L’église uniate concerne les Ruthènes, une minorité ethnique située à l’est du pays dont la langue est proche de l’ukrainien. À la différence de leurs voisins ukrainiens orthodoxes, ils sont catholiques et reconnaissent l’autorité du pape. Leurs rites gardent néanmoins des spécificités orthodoxes : le baptême par immersion, le mariage des prêtres (à condition d’être marié avant d’être ordonné) ou l’iconostase dans les églises. On les appelle aussi les gréco-catholiques. Les chrétiens maronites et les coptes catholiques sont également uniates.
La communauté juive, dont 60 000 membres furent déportés dans les camps de concentration nazis, n’a plus aujourd’hui que quelques milliers de fidèles. On peut admirer leurs anciennes synagogues dans certaines villes.
L’islam n’a pas le statut de religion officielle
Entre 2 000 et 5 000 musulmans vivent dans le pays. Cette communauté ne dispose donc pas de l’effectif nécessaire pour être officiellement reconnue et bénéficier des subventions de l’État destinées aux lieux de cultes, aux écoles et à l’enseignement. Cela pose des difficultés majeures pour cette religion qui n’est pas autorisée à avoir des imams officiels et dont les funérailles et mariages sont considérés comme illégitimes. La situation a pris un tournant politique avec la vague de migrants de 2015. En août, le Premier ministre Robert Fico a annoncé que son pays n’offrirait l’asile qu’aux réfugiés chrétiens, invoquant des « raisons de sécurité », tandis que le ministre de l’Intérieur soulignait « l’absence de mosquées » pour justifier la politique de non-accueil de musulmans.
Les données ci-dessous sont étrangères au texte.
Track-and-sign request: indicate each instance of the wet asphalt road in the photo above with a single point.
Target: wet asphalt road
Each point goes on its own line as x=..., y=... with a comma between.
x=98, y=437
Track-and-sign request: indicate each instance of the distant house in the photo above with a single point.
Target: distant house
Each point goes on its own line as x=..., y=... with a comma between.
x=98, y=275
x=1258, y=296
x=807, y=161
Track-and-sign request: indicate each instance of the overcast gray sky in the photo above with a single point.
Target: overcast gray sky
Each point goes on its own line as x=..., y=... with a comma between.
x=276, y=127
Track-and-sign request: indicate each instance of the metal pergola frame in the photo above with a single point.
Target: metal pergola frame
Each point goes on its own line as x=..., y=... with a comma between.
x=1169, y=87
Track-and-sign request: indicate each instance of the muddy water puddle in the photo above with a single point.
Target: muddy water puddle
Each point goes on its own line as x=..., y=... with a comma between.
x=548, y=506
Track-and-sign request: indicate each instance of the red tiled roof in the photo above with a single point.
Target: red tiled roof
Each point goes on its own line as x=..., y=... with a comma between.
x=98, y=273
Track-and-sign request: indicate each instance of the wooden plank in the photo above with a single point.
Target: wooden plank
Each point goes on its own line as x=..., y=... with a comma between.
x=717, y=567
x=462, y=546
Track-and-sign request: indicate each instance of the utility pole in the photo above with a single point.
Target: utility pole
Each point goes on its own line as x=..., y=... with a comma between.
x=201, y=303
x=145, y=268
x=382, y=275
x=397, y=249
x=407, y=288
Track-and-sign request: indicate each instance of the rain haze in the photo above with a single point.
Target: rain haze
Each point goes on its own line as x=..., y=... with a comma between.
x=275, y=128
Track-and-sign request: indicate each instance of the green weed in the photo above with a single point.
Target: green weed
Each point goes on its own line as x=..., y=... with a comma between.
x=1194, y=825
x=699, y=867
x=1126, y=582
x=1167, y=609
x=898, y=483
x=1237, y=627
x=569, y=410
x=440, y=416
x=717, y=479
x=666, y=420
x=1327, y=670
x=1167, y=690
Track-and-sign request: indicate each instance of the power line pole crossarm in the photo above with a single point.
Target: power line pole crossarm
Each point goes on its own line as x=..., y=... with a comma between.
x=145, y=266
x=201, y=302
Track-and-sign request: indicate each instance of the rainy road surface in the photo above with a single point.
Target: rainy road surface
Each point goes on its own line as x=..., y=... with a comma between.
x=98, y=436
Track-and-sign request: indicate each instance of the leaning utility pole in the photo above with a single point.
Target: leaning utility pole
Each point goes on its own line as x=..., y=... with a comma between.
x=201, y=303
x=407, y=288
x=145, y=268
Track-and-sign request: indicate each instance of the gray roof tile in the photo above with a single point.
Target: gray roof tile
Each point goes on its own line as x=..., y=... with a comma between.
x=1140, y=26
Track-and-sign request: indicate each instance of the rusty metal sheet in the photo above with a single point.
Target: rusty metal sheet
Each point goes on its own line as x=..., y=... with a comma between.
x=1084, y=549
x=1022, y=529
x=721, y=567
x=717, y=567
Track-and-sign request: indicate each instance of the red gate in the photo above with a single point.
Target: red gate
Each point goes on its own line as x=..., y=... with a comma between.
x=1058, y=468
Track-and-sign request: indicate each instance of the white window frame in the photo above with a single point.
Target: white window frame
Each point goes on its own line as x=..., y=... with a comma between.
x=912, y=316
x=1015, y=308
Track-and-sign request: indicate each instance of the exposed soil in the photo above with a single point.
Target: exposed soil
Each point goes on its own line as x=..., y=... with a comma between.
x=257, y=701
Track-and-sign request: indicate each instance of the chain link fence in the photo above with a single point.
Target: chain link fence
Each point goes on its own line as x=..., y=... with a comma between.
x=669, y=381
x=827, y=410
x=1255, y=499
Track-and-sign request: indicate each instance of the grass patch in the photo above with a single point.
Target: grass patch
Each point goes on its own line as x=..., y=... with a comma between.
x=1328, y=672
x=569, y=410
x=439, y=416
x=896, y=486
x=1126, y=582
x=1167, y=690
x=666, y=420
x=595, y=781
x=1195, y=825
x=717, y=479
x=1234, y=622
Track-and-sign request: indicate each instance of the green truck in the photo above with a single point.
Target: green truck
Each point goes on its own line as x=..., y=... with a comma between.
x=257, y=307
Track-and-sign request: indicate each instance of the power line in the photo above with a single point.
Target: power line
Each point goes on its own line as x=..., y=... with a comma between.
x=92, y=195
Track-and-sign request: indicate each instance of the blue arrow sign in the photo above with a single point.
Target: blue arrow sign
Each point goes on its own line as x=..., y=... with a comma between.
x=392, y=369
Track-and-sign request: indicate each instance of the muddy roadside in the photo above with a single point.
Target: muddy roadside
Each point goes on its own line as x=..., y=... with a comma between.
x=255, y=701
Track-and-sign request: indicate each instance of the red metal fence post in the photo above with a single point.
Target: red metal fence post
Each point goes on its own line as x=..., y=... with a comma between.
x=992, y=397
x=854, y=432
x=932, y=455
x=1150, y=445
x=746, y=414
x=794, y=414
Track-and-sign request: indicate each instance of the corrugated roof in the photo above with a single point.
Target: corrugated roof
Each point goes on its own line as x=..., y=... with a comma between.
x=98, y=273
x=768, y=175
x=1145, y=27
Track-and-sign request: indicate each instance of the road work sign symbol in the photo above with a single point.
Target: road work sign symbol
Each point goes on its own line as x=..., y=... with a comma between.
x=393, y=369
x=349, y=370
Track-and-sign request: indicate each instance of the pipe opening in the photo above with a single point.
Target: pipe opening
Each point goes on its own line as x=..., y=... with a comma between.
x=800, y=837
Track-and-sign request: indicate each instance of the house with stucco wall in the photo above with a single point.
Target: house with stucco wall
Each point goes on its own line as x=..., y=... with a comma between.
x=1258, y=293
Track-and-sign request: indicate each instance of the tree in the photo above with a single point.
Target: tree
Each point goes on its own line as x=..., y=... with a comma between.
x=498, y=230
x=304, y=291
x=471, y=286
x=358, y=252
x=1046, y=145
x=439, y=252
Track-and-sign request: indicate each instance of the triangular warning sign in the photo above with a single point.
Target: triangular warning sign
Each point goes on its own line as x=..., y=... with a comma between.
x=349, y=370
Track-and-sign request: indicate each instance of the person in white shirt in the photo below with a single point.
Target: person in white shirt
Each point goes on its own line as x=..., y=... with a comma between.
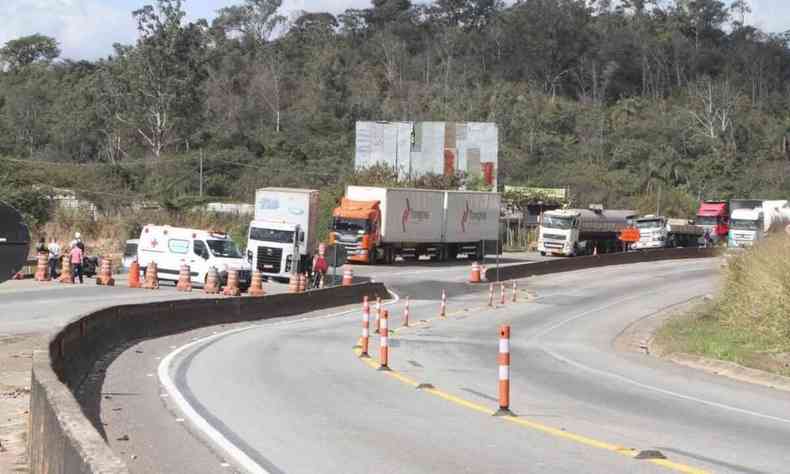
x=54, y=255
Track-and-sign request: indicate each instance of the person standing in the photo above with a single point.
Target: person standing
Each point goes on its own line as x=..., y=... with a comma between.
x=54, y=255
x=75, y=255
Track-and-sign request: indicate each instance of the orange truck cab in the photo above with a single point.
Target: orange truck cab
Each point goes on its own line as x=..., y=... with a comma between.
x=355, y=226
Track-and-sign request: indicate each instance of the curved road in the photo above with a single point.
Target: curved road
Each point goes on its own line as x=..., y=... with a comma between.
x=295, y=397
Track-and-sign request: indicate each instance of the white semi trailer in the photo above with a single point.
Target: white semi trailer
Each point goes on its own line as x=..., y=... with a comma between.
x=379, y=224
x=282, y=237
x=572, y=232
x=662, y=232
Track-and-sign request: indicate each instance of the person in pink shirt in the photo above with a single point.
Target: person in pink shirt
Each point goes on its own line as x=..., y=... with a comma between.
x=75, y=255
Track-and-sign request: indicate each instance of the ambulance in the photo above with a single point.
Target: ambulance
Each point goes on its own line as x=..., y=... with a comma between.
x=170, y=247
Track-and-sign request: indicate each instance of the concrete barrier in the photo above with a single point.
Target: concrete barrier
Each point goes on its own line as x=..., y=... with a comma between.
x=65, y=432
x=580, y=263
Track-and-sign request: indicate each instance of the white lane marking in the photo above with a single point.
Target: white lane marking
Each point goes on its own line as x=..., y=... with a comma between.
x=201, y=423
x=632, y=381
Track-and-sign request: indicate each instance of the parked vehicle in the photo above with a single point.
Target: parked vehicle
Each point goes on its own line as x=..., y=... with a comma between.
x=379, y=224
x=282, y=237
x=750, y=225
x=170, y=247
x=662, y=232
x=129, y=253
x=714, y=217
x=574, y=232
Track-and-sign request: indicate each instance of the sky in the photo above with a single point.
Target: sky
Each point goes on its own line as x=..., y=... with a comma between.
x=87, y=29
Ouvertement antimusulman, le Parti nationaliste slovaque (SNS) et son chef Andrej Danko, président du Parlement slovaque entre 2016 et 2020, a quant à lui déclaré : « L’islamisation commence avec les kebabs et à Bratislava elle a déjà commencé. Alors, comprenez ce que cela pourrait donner entre cinq et dix ans. » Le ton est donné et fin 2016, il a proposé une loi qui rendrait difficile l’obtention d’un statut officiel pour la communauté musulmane. Voté par le Parlement, son texte exigeait qu’une religion ait 50 000 fidèles pour être reconnue. Le président de l’époque Andrej Kiska a de suite pris ses responsabilités et mis son veto face à cette loi « discriminatoire ». La situation est tendue pour cette minorité qui ne représente que 0,1 % de la population.
La Slovaquie est un pays peu sécularisé
La religiosité des Slovaques reste assez forte. Plus des trois quarts se déclarent croyants, et parmi les croyants, 55 % sont pratiquants. Les églises sont souvent pleines et fréquentées par des jeunes.
Le sentiment d’appartenance à l’Église catholique est notamment élevé. Il n’y a que peu de place pour les autres religions, d’autant que l’Église catholique peut parfois être instrumentalisée par certains nationalistes dans une jeune nation en pleine construction identitaire.